Wednesday, November 25, 2015

THE CURRENT REFUGEE CRISIS


The Middle East, and especially Syria and Northern Iraq, has been racked by civil war for the last three years. The rival groups have been involved in street fights and bombing campaigns which have ruined cities. Coupled with that, there is the rise of radical Islam in the shape of ISIS whose militants have been slaughtering and enslaving people. Faced with these problems, many locals have had no option but to leave their homes and belongings and make the long journey to Europe. Their enduring hope is to have a better and safer life. The term “refugee” is very different from the word migrant: the former refers to people escaping for their lives and the latter refers to people seeking better jobs. The current influx involves refugees in every sense of the word, and refusing to help them is not an option. However, settling everyone who arrives in Europe in EU countries is not an option either.

The most obvious reason why Europe cannot be expected to open its doors to everyone is economic. The new arrivals will have to be housed, fed and cared for and this would be fine if there were only a dozen or so people. With thousands lining up along the borders, expecting the social services of EU countries to cope is unrealistic. Each country has a certain capacity and beyond that capacity, accepting refugees is not a viable option. EU countries are already facing serious economic problems which are threatening the future of the union; exacerbating the problem does not make any kind of sense.

The second reason is cultural: the refugees come from the Middle East and have very different lifestyles, sets of beliefs and backgrounds. Migrants and refugees who have settled in Europe in the past have formed their own neighborhoods where they speak their own language and continue living in the way they have been accustomed to. This lack of assimilation or integration is already causing tension and leading to a rise in racist attacks. Adding to this group will only make matters worse; after all, there is no reason to assume that the new arrivals will act any differently. The reaction that is already taking place in society will grow leading to conflict and more intractable problems. In short, accepting large numbers of refugees would be a social and cultural disaster. Yet not helping these people is not an option either.

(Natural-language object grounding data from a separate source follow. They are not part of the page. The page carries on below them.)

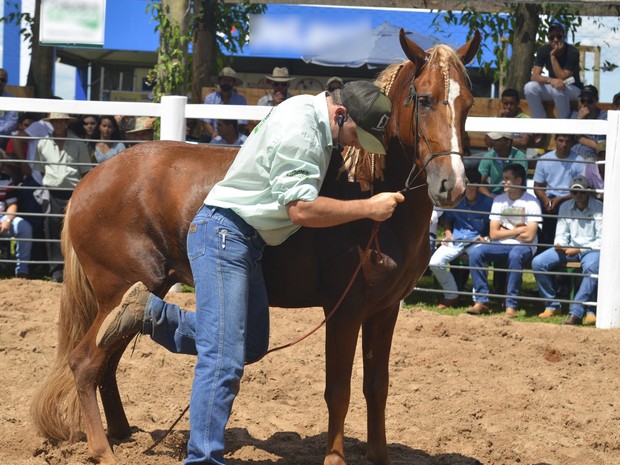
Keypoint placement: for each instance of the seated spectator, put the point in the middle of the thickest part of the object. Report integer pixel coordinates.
(280, 82)
(463, 231)
(333, 84)
(513, 229)
(228, 133)
(563, 83)
(577, 239)
(585, 145)
(12, 225)
(226, 95)
(492, 165)
(106, 139)
(552, 177)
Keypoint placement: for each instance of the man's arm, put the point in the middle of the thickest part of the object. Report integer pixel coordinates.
(324, 212)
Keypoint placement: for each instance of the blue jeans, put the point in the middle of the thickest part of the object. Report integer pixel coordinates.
(20, 229)
(230, 326)
(550, 260)
(516, 255)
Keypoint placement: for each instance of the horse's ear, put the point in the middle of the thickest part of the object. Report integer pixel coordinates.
(468, 51)
(412, 50)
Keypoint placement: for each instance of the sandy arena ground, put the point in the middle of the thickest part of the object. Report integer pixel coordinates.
(464, 390)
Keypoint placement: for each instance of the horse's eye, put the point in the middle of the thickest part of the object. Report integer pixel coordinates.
(425, 101)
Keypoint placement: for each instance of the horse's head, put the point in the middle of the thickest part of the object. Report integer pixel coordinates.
(430, 100)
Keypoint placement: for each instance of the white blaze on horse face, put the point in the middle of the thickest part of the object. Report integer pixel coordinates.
(457, 163)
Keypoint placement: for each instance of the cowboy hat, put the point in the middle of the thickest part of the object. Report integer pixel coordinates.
(280, 75)
(60, 116)
(228, 72)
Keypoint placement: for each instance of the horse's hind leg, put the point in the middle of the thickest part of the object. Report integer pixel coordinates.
(341, 339)
(116, 419)
(87, 363)
(376, 342)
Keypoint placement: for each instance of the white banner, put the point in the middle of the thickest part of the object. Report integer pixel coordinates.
(72, 22)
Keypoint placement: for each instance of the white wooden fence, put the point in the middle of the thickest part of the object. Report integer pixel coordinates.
(173, 111)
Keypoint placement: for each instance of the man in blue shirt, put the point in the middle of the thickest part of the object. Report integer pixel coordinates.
(465, 227)
(577, 239)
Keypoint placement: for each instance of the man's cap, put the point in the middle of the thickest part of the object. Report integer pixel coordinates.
(228, 72)
(370, 109)
(280, 75)
(141, 123)
(60, 116)
(499, 135)
(580, 182)
(589, 90)
(334, 79)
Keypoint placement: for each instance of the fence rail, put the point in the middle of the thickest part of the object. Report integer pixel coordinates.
(173, 110)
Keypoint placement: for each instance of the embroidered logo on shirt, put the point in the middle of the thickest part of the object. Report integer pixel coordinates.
(298, 174)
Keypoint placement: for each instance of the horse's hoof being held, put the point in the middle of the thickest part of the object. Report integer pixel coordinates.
(126, 319)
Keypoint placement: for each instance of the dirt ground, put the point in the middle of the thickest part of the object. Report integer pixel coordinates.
(464, 390)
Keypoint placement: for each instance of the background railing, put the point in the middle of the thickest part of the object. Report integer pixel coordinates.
(173, 110)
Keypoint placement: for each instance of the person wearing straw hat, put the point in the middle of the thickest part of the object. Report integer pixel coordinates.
(270, 191)
(227, 80)
(63, 162)
(280, 82)
(577, 239)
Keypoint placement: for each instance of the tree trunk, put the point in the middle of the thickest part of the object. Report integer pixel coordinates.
(41, 71)
(177, 13)
(204, 52)
(527, 17)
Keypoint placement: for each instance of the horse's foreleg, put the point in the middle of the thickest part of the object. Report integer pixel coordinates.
(87, 363)
(341, 339)
(376, 342)
(118, 426)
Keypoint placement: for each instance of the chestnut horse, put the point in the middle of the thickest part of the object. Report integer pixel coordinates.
(128, 221)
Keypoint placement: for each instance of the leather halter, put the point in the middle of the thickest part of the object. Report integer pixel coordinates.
(412, 97)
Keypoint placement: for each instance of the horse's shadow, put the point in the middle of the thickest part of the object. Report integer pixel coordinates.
(289, 448)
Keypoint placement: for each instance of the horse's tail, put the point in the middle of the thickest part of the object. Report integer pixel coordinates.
(55, 409)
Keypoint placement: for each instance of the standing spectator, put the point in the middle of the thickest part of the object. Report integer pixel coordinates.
(563, 83)
(280, 81)
(577, 239)
(226, 95)
(63, 162)
(585, 145)
(334, 83)
(463, 231)
(513, 229)
(107, 136)
(552, 177)
(8, 119)
(12, 225)
(228, 133)
(492, 165)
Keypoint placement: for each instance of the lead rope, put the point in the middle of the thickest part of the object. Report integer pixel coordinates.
(373, 238)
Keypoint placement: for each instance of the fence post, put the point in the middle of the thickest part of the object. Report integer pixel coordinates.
(172, 118)
(608, 302)
(173, 128)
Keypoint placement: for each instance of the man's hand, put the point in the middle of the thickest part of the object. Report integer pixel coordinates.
(384, 204)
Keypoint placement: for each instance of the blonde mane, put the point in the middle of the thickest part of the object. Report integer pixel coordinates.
(366, 167)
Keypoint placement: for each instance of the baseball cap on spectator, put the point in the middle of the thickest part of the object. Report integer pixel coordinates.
(580, 182)
(589, 90)
(499, 135)
(370, 109)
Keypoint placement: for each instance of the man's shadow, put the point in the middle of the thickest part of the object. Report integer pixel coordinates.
(289, 448)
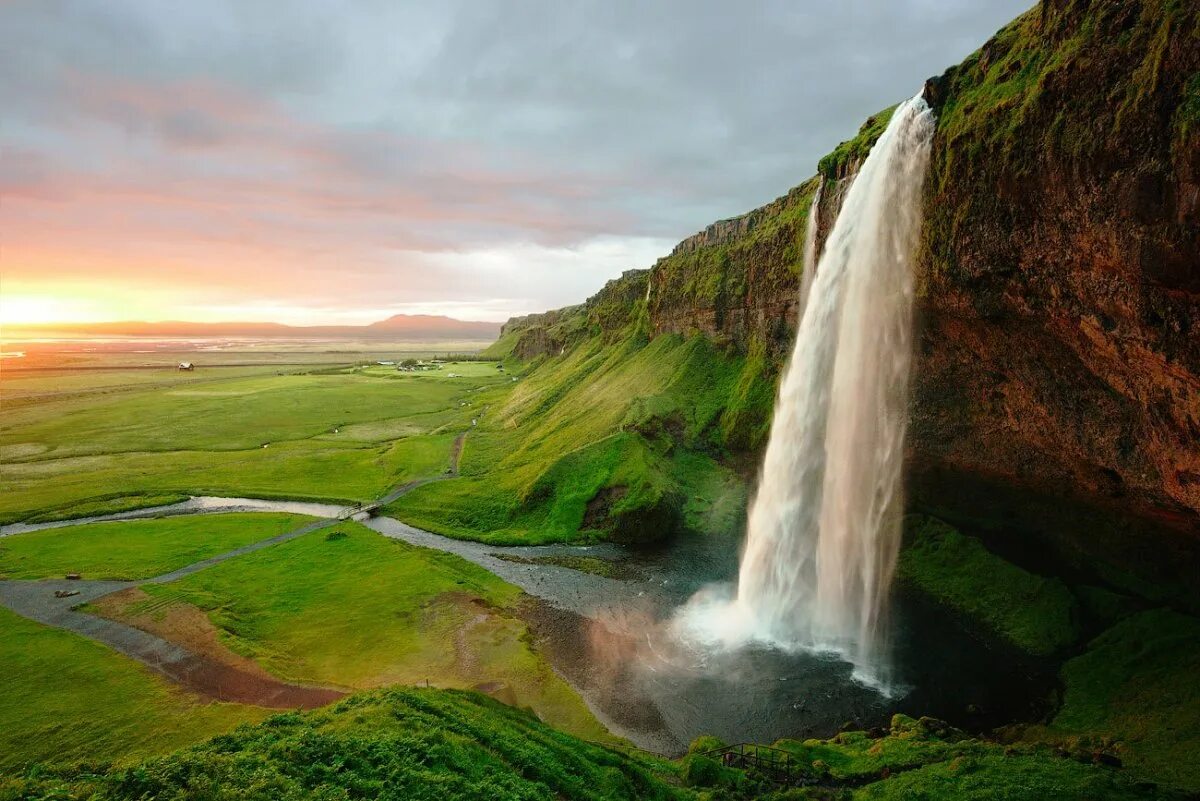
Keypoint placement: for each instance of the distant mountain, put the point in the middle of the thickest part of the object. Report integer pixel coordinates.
(400, 326)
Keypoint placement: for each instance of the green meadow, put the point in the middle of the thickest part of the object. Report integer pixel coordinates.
(339, 434)
(67, 699)
(133, 549)
(347, 607)
(629, 427)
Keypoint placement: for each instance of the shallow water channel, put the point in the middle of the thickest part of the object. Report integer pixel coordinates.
(606, 634)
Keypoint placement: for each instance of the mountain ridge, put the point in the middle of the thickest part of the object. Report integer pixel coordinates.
(414, 326)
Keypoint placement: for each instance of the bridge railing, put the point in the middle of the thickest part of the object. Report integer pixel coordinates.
(774, 764)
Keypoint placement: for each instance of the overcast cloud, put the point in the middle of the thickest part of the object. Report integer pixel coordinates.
(321, 161)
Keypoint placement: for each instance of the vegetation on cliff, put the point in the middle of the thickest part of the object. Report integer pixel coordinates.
(395, 744)
(622, 437)
(1035, 613)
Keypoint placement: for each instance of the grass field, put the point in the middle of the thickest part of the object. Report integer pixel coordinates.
(611, 440)
(423, 745)
(67, 699)
(132, 549)
(337, 434)
(360, 610)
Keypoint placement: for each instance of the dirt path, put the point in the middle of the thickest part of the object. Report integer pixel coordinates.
(190, 657)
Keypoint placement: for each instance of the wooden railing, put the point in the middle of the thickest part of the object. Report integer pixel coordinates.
(773, 764)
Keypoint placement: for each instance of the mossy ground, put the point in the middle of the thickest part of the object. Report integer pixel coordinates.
(133, 549)
(397, 744)
(67, 699)
(1135, 691)
(360, 610)
(1035, 613)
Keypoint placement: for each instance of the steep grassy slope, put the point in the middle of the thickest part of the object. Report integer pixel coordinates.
(400, 744)
(445, 745)
(621, 437)
(1057, 383)
(1057, 392)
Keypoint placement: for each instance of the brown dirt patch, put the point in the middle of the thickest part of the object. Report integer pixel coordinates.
(210, 668)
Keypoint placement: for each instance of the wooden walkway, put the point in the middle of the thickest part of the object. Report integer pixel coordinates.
(773, 764)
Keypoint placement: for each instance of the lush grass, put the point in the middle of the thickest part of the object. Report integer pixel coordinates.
(1137, 690)
(849, 155)
(232, 415)
(346, 435)
(66, 699)
(615, 439)
(132, 549)
(364, 612)
(1031, 612)
(928, 759)
(401, 744)
(107, 506)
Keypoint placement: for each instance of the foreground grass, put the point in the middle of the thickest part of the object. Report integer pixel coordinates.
(612, 440)
(921, 759)
(400, 744)
(132, 549)
(1035, 613)
(67, 699)
(355, 609)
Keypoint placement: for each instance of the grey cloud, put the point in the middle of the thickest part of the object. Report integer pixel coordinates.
(510, 122)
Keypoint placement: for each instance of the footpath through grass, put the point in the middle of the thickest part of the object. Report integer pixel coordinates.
(69, 699)
(348, 607)
(612, 440)
(347, 435)
(135, 549)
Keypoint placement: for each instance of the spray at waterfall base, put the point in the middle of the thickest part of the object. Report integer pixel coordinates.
(823, 531)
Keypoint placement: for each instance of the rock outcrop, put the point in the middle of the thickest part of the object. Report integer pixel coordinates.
(1056, 402)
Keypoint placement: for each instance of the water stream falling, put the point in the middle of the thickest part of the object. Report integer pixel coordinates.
(825, 525)
(809, 265)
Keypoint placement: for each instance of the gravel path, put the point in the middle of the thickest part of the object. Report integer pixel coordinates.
(203, 674)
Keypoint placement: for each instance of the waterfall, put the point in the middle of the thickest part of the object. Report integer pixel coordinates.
(825, 524)
(809, 265)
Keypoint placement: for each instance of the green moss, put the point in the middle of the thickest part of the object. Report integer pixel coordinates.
(1033, 613)
(849, 154)
(928, 759)
(399, 744)
(1135, 688)
(617, 438)
(106, 506)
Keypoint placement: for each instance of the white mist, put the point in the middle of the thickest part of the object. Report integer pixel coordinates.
(825, 524)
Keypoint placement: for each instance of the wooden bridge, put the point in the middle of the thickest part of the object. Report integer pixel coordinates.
(773, 764)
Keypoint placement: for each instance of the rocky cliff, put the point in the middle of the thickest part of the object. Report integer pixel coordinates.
(1056, 403)
(1057, 389)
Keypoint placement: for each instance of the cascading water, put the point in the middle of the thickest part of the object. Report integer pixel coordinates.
(809, 265)
(825, 525)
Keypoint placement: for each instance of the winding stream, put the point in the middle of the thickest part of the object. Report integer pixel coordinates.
(609, 636)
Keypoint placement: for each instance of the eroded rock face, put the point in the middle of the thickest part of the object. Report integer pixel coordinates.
(1060, 349)
(1056, 391)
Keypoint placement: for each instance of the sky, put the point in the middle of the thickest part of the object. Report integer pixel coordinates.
(336, 162)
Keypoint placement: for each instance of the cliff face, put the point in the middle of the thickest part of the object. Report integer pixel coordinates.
(1056, 398)
(1057, 389)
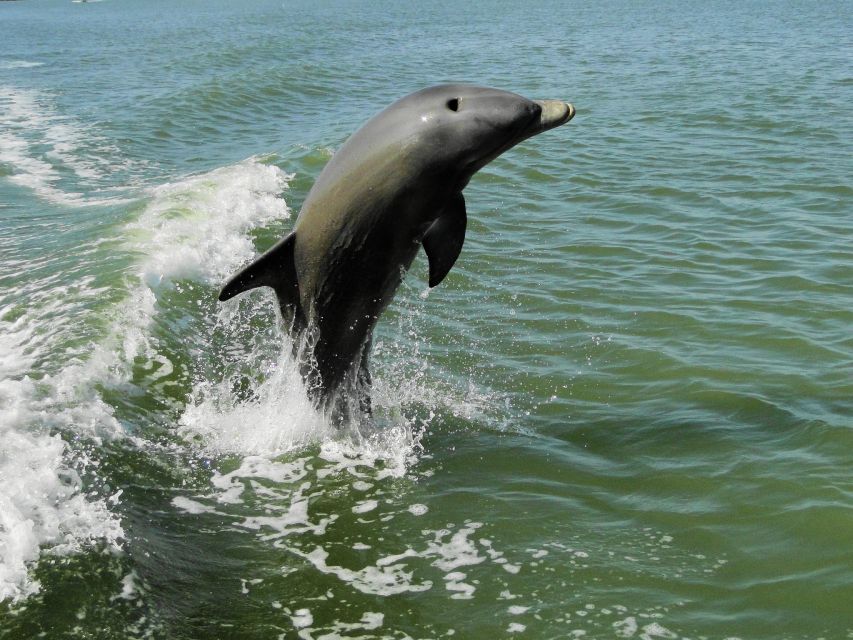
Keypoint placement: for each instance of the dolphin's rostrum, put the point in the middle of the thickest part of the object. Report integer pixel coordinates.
(395, 185)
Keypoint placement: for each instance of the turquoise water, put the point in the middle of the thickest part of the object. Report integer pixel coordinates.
(626, 413)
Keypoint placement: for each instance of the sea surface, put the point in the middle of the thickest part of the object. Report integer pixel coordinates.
(626, 413)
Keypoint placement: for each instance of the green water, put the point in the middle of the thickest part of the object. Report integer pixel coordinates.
(626, 413)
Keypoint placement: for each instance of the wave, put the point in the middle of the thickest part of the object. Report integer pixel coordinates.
(51, 153)
(196, 227)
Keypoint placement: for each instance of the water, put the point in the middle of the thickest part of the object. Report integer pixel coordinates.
(626, 413)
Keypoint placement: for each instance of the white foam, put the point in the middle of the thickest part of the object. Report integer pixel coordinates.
(40, 145)
(43, 505)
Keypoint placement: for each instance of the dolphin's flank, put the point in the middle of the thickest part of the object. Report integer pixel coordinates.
(395, 185)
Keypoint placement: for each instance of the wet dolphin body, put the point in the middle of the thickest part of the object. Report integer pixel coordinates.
(395, 185)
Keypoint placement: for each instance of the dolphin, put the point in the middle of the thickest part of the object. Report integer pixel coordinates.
(394, 186)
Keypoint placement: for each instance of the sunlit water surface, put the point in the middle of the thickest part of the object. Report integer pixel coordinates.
(626, 413)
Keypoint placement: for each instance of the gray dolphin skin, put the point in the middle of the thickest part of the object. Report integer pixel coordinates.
(394, 186)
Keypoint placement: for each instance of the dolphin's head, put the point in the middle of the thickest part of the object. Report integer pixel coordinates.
(464, 127)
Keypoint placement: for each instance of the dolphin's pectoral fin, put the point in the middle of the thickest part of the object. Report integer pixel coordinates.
(444, 239)
(275, 269)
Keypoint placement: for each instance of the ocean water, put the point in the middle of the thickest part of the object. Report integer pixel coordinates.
(626, 413)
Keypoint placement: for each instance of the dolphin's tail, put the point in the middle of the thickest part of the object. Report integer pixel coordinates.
(275, 269)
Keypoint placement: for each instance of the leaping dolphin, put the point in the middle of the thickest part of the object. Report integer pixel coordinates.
(395, 185)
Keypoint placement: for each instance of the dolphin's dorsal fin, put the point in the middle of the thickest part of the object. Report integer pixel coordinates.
(444, 239)
(275, 269)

The solution to the problem need not be “accept them or send them back”; there is a compromise that can be considered: the refugees should be settled in neighboring countries, closer to home, and it should be made clear to them that the situation is temporary. Turkey and Jordan have already accepted refugees; so has Lebanon; these countries could be provided with funds and expert advice to support the refugees. Temporary refugee camps could be set up with all the basic facilities and amenities to enable refugees to live as normal a life as possible and charities and the UN could be involved in running the camps. In the meantime, every effort should be made to find a political solution to the problem and end the conflict. Once this is done, the rebuilding of the devastated cities and shattered lives can begin in earnest.

All in all, the refugees should be helped closer to home to avoid long term social, cultural and economic problems. The first world countries should commit to providing any assistance necessary and should be in it for the long haul. A concerted effort should be made to end the suffering of the refugees without creating additional problems.